Our data could be extrapolated to conform to the “bottom-up” pattern of dysplastic spread (3). An adenomatous crypt would, therefore, begin to divide from the base of the crypt at the stem cell region and bifurcate into two adenomatous daughter crypts. Previous studies have shown there is a significant increase in the amount of crypt budding and bifurcation in patients with familial adenomatous polyposis (24, 25), and the data we have presented here have provided a likely mechanism by which the early development of aberrant crypt foci develop. As yet, the mechanism(s) initiating fission are unknown but may include the control of stem cell number by factors such as the bone morphogenic protein/SMAD4 pathway (26).

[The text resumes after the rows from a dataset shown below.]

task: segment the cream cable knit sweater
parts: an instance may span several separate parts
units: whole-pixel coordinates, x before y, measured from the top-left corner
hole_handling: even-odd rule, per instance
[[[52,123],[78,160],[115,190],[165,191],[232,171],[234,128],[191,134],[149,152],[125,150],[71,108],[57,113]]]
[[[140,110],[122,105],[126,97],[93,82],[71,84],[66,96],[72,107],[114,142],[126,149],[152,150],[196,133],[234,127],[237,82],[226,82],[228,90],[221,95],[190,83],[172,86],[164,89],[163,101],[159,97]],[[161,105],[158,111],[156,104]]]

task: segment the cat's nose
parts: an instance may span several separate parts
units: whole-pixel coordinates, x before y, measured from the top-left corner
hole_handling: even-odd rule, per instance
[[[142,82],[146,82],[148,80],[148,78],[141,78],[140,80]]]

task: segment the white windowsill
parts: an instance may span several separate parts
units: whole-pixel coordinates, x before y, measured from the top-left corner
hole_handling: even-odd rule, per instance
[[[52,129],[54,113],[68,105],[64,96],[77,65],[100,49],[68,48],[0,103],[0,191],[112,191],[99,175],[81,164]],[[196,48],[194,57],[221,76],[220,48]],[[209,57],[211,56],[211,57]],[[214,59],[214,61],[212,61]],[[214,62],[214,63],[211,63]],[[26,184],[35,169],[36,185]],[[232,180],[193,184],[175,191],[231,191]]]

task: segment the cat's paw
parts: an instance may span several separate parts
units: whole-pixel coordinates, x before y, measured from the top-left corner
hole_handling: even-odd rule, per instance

Taken together with the results of Kim and Shibata, who have shown that adjacent colonic crypts and even crypts in fission have quite dissimilar methylation patterns, it seems that crypt fission may take a long time in the human. In the mouse, the time for fission appears to take ≈12 h, with a possible crypt cycle time of ≈112 days (27). It has also been suggested that normal adult crypts in the human colon divide every 17 years (27, 28). A fission time of 27 months does not seem unreasonable, which could be the coefficient time for such divergence in methylation signatures to occur.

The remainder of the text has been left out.